After 14 days treatment, one dog with progressive disease and one with a partial response, but elevated liver enzymes, discontinued monepantel tablet treatment.
All four remaining dogs completed the 28-day treatment schedule, with all achieving stable measured lymph nodes.
A new lesion, however, became apparent in two of these dogs and some elevated liver enzyme values not resulting in clinical illness were also noted.
Plasma MPL levels were recorded for all dogs and reached levels up to 50 times higher than those recorded in the human trial undertaken at the Royal Adelaide Hospital in 2014/2015.
Some variability was observed in plasma levels and, unexpectedly, at the lower blood levels of MPL there were better outcomes.
This observation may be consistent with the mechanism of action of mTOR inhibitors and lends itself to reducing and optimising the future dosing of monepantel tablets.

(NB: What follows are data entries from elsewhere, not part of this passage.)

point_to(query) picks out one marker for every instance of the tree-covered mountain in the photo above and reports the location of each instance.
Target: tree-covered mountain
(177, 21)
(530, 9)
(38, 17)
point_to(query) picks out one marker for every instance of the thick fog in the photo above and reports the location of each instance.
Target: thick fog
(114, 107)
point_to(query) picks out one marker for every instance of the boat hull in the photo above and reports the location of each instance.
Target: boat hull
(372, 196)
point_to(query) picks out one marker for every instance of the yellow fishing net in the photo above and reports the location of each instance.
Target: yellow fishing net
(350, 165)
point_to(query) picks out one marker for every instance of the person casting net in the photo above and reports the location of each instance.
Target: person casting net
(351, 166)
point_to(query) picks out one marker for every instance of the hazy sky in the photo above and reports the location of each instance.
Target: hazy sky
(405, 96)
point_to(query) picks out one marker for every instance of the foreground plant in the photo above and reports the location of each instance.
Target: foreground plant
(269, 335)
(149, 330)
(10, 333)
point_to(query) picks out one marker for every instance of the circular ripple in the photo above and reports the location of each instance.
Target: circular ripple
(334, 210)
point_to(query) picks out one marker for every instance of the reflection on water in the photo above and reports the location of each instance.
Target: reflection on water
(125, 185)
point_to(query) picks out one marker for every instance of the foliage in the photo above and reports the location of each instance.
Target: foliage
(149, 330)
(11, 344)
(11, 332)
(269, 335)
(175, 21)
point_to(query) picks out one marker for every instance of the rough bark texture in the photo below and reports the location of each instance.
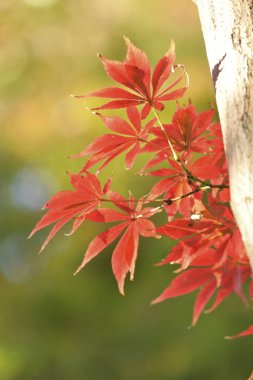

Paves the way for phase III trials
Commenting on these outcomes, University of Melbourne and U-Vet Werribee’s Dr Claire Cannon, the principal investigator overseeing the trial, said, “Monepantel appears to be showing anti-cancer activity in dogs with lymphoma and I believe that controlled Phase III trials are now warranted to investigate the efficacy and safety of lower dose monepantel.
‘’The Phase II trial results suggest that monepantel, perhaps in combination with standard of care lymphoma therapy, may represent a future prospect for treatment of dogs with this disease.”
Based on these findings, the Phase II trial is now on hold while an Interim Report is finalised for Elanco US Inc, highlighting both the efficacy parameters as well as the induction of inappetence and elevated liver enzymes at very high dosage levels of MPL.
In discussing the prospects of improved outcomes in phase III trials, PharmAust’s Chief Scientific Officer Dr Richard Mollard said, “Having the monepantel tablets achieve a 60% reduction in tumour burden in one dog, with one lymph node returning to normal, is a terrific and unexpected outcome.
‘’The correlation of lower MPL blood levels with superior outcomes is also a very positive trend, providing flexibility for better outcomes in a future Phase III trial.”